Felsefe gerekli midir?
El Kindi’den başlıyoruz.(ilk İslam filozofu kabul edilir)’’Eğer felsefe gereksizdir.’’derlerse bana bunu ispatlasınlar ki inanayım ama unutmasınlar eğer ispatlarlarsa felsefe yapmış olacaklardır.Bu durum da içinden çıkılmaz bir durumdur ki kişi ilk sözüyle muhalif düşmüş,kendi kendini çürütmüş olur.demek ki felsefe gereklidir!’’
Gazali ise felsefe gereksizdir diyerek dogmalığın yeterli olacağını savunmuştur.
İbn Rüşt ise Gazali’yi eleştirip’’onun sözleri bile felsefe kokuyor haberi yok.’’demiştir.mademki dinimiz akıl dini öyleyse dogmalığa yer yoktur.Kitabımız çoğu yerde buna işareten ve mealen ‘’hala düşünmüyor musunuz,hala akıl erdirmiyor musunuz.’’buyurmaktadır.yani İbni Rüşt’e göre felsefe gereklidir.halk sadece duyularla edinilen algı derecesinde kalır.felsefe ise bu duyularla edinilen algıya bir de ispat katar ki asıl yol da budur.Dinin yolu da budur.
İbn Haldün : ‘’Felsefe şeriate ters düşer.’’ İbn Haldün tıpkı Gazali gibi kelama ve dine dayalı bir felsefeyi hoş görür.
Ahmet B.Hanbel,Davut Zahiri,İbn Kayyim El Cevzi,İbn Teymiyye bu bilginlerin tamamı felsefeyi eleştirmiştir.
Riyazussalihin yazarı İmam Nevevi,felsefe ve mantığı tamamen reddetmiştir.

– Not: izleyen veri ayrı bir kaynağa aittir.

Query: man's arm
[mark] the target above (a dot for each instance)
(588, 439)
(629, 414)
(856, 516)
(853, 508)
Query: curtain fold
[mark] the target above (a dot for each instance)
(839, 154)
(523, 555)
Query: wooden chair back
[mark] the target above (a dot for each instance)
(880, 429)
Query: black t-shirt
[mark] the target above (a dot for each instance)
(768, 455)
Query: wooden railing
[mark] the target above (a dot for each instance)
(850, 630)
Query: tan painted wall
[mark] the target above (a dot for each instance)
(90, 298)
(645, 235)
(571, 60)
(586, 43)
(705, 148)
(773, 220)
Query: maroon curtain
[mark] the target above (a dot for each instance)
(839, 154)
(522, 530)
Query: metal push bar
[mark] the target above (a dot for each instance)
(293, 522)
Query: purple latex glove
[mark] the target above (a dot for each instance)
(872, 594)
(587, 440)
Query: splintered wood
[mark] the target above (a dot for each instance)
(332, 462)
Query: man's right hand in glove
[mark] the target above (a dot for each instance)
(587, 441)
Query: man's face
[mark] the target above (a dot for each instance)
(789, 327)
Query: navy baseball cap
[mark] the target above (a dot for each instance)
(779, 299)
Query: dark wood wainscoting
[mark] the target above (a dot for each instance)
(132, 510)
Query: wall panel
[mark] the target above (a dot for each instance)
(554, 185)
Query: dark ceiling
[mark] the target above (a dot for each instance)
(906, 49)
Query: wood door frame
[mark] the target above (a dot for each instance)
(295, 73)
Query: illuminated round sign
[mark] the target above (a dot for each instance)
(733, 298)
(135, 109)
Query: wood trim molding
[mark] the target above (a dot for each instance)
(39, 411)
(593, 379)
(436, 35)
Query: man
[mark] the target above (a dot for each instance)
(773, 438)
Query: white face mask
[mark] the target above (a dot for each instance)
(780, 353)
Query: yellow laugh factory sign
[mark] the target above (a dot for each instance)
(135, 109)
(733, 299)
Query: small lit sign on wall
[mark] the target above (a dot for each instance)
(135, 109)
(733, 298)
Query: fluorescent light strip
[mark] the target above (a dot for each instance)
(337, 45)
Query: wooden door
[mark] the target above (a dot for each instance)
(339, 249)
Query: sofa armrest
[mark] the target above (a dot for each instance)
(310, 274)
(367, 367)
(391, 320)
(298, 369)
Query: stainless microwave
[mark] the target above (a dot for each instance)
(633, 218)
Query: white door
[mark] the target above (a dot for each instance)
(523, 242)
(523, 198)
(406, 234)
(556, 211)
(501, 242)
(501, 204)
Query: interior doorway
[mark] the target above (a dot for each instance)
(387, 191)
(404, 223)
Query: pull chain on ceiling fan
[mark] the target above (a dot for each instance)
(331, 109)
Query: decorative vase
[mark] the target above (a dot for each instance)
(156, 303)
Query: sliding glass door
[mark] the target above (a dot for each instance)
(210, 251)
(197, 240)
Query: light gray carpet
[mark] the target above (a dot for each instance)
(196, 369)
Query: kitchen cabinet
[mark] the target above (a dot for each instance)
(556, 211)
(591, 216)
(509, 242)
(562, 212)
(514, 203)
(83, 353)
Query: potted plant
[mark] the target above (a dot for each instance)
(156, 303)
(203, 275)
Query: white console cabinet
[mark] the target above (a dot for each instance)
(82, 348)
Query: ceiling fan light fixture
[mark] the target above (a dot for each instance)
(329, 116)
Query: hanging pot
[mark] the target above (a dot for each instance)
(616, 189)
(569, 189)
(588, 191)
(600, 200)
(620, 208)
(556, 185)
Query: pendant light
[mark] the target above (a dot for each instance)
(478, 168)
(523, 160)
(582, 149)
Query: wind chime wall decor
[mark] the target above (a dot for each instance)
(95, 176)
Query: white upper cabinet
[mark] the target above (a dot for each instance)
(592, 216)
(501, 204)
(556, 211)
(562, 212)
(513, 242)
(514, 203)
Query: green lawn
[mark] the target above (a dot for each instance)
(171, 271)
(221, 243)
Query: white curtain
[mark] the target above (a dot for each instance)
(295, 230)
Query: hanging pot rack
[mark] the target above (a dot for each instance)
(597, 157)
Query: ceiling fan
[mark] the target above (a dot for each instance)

Allame Suyuti de felsefeye karşı tutum almıştır.
Mutezile mezhebiyse felsefe ve mantığı kabul etmiştir.
Eş’ari ve Maturidi mezhebine gelince ; aşırılıktan uzak,akılcı bir felsefe tutmuşlar ve ehli sünnete İmam Eş’ari’nin felsefeyi soktuğu kabul görmüştür.
F.Razi ise felsefeyi silah olarak görmüştür.Doğru tutum da budur.Nitekim felsefe karşıtlarına cevap,El Kindi’den gelmiştir.
Said Nursi ise inkâra gitmeyen felsefeye sözüm yok derken ateistliğe götüren,felsefenin uçmuş kanadını sapıklık olarak adlandırmıştır.
Esasen mantık,düşünce gücümüzü sağlamlaştırır,doğrulaştırırken felsefe de düşünce gücümüzü arttırır.Yani düşünce yeteneğimiz gelişir ama doğru mu eğri mi orası hiç belli olmaz.gerçi şu da bir gerçektir ki mantık düşüncelerimizi sağlamlaştırır,doğrulaştırır,denir ama kimin doğrusuna ulaştırır?Her şey görecelikten ibaretken ‘’doğru’’diye bir şeyden söz etmek’’ imkansız’’kelimesinin dostu olmuştur.(bu konu ilerde başlı başına işlenecektir.) İşin aslı şu ki yunan felsefesinin getirdiği şüphelerden kurtulmak adına felsefe öğrenmek son derece önemlidir hatta bazı yazarlara göre vaciptir.İslâm’a davet etme noktasında,felsefeden yoksun olan kendini dini düşüncede ileri sanan pek çok hocamız,çoğu noktada takılıp kalmıştır.nedeni ise felsefenin ne olduğunu bile bilmeden direk reddetmeleridir.hakkında bilgi sahibi olmadığın şeyde yorum yapmak cahilliktir. ‘’ Eğer bilmiyorsanız ilim sahiplerine sorun.’’(Nahl : 56) ayeti de işin ehli yani konu da sahibi olmayanın söz söylemeye hakkı olmadığına delildir.öyleyse her bildiğimizi söylemeyelim ama her söylediğimizi bilelim,kaidesince hareket etmeliyiz.